We know that our brains are much more plastic that we thought. When I return to the book by Malafouris, he himself says that “meta-plasticity” is a defining feature of human brain/mind and therefore our brains are constantly re-wired based on what we do, what we experience, and – yes, what kind of tools and technologies we use.
There is another crazy research that I talked about last year during my teaching at Charles University. It has to do with the idea whether smartphones like iPhones distract us that much that we can see it on the cognitive tests that test our ability to concentrate and engage in demanding problem-solving. No one is surprise if I say that the research showed that a switch-on iPhone lying on your desk significantly worsen the subject ability to solve difficult problems. But what you may find more surprising is that the similar negative effect was seen not only if the iPhone was switched-off, but also if the iPhone was both switched-off and hidden in your bag placed next to the table. Only if the subject put the smartphone to next room, did the subject improve on the test. Lastly, the positive effect of putting the smartphone far away from yourself was the largest for subjects that were labelled as psychologically addicted to smartphones. By using your iPhones constantly, you will train and rewire your plastic brains to constantly think about your smartphones, even if you do not see them directly, and, which is more importantly, even if you do not consciously think that you are thinking about your smartphone. To me, that is scary.

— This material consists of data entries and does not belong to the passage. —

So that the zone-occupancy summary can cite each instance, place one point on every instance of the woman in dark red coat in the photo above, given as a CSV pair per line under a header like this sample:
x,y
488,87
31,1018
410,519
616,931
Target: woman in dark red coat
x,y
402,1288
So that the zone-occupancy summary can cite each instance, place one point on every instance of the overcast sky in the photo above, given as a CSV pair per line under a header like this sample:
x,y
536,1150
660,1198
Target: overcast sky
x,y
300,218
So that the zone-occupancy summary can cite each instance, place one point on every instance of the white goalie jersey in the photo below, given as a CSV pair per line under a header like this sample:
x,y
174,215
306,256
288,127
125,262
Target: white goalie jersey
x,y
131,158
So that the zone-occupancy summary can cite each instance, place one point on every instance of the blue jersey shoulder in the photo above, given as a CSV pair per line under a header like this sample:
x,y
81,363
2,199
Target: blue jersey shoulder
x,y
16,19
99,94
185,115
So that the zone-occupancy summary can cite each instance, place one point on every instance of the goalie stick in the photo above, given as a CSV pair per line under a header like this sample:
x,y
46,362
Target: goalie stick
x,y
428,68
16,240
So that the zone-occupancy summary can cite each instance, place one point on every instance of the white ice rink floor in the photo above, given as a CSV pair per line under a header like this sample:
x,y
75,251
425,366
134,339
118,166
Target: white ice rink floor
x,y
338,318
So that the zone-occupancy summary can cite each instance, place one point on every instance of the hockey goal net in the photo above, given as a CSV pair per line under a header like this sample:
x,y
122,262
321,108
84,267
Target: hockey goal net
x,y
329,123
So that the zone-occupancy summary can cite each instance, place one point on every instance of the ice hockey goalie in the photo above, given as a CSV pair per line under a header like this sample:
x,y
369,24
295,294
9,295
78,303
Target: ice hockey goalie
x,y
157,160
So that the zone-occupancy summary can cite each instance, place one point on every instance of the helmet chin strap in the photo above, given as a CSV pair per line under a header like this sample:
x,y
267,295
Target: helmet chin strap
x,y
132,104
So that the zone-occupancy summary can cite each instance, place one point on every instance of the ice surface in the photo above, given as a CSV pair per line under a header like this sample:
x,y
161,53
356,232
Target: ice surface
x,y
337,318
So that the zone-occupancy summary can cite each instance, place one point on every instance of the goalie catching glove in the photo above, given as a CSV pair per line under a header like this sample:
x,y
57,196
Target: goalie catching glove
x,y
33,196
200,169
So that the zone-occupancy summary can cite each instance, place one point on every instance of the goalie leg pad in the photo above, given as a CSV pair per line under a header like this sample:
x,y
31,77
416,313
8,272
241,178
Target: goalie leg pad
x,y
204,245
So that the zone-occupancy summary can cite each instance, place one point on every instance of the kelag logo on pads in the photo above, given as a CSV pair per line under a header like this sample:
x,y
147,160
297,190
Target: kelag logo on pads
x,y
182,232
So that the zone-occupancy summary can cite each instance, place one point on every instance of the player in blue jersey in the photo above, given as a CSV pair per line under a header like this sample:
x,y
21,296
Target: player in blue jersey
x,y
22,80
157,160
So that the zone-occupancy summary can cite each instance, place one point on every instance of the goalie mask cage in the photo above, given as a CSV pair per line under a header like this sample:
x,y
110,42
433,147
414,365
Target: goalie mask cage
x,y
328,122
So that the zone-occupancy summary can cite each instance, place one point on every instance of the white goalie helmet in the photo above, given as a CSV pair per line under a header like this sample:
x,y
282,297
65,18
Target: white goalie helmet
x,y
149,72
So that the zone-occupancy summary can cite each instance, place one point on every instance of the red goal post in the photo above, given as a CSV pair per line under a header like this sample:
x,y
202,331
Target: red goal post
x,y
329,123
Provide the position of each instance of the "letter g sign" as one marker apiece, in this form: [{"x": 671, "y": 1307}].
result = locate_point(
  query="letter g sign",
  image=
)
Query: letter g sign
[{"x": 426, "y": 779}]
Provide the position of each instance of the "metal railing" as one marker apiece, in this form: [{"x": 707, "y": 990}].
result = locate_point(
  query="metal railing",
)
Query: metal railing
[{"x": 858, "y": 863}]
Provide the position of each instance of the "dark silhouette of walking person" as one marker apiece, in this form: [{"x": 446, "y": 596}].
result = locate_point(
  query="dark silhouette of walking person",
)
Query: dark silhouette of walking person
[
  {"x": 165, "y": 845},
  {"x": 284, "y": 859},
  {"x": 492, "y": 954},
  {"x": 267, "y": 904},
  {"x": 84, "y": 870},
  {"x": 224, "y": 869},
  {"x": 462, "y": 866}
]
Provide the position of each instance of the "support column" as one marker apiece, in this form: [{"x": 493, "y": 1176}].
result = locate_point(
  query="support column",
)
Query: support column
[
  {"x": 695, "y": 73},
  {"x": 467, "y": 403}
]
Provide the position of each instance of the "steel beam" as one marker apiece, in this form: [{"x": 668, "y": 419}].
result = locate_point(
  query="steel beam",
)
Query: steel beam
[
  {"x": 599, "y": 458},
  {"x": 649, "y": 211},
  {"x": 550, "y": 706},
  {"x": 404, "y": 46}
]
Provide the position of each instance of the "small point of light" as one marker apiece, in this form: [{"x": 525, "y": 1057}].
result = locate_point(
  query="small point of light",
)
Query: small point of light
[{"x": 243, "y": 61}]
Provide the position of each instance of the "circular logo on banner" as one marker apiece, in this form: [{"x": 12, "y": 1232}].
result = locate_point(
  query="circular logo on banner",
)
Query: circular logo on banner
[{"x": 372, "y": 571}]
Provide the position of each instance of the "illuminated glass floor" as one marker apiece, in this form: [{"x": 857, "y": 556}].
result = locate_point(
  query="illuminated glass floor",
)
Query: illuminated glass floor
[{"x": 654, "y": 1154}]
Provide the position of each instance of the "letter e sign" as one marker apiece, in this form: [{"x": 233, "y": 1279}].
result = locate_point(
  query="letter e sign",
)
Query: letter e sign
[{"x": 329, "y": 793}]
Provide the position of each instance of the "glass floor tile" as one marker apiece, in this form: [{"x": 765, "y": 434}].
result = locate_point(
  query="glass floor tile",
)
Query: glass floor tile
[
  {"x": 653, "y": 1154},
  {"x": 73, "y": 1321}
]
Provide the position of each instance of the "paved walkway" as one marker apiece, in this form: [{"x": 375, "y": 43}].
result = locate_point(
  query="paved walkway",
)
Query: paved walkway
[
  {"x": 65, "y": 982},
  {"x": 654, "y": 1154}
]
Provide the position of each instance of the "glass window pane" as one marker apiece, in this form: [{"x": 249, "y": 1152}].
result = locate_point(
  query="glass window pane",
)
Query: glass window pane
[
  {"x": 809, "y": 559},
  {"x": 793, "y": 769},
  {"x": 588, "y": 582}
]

If I go back to my own situation, I believe a thorough note-taking activity does harm to my memory in a similar way that Google and iPhones do to the subjects in the above research: you systematically train you brain not to do hard work of memorizing and paying attention if you rely heavily on Google, if you mindlessly use your technology such as smartphones, or perhaps if you rely on your notes in a good faith that it is a responsible thing to do.
Speaking again of the book by Malafouris, around the middle of the book I decided to stop making those notes with OneNote and instead read the chapters only with a pen and paper in front of me. Moreover, I switched to reading the book in a tablet mode of my laptop, with all apps switched off and wifi disconnected from the internet.
What happened? Believe it or not, I immediately get a sense that I remember much more. I could also read the book much faster which gave me a slightly narcissistic pleasure that I am a fast reader. But wasn’t it a placebo effect that I expected to improve my reading habits by going back to good old pen and paper? Maybe, a placebo effect always creeps around the corner and you have to take it into account. However, it does not mean that the effect is not real. We tend to dismiss the placebo effect as “not real”, which is nonsense. The reason why the placebo effect is a big deal is because it does have effect and we cannot attribute it to anything else than meeting the expectation of the researched subject.
If we agree with the meta-plasticity of our brains, does it not make sense that our thoughts, feelings and even expectations rewire our brains so that our brain is as much attuned to the desired outcomes as possible?
Malafouris ends his book with a hinted prediction that in the 21st century, the neuroscience and psychological research in meta-plasticity of the brain will be one of the most pressing and important projects that we can undergo to understand what it means to be a human.
The saying “Be careful what you wish for” may be closer to the neuroscientific truth than we expected.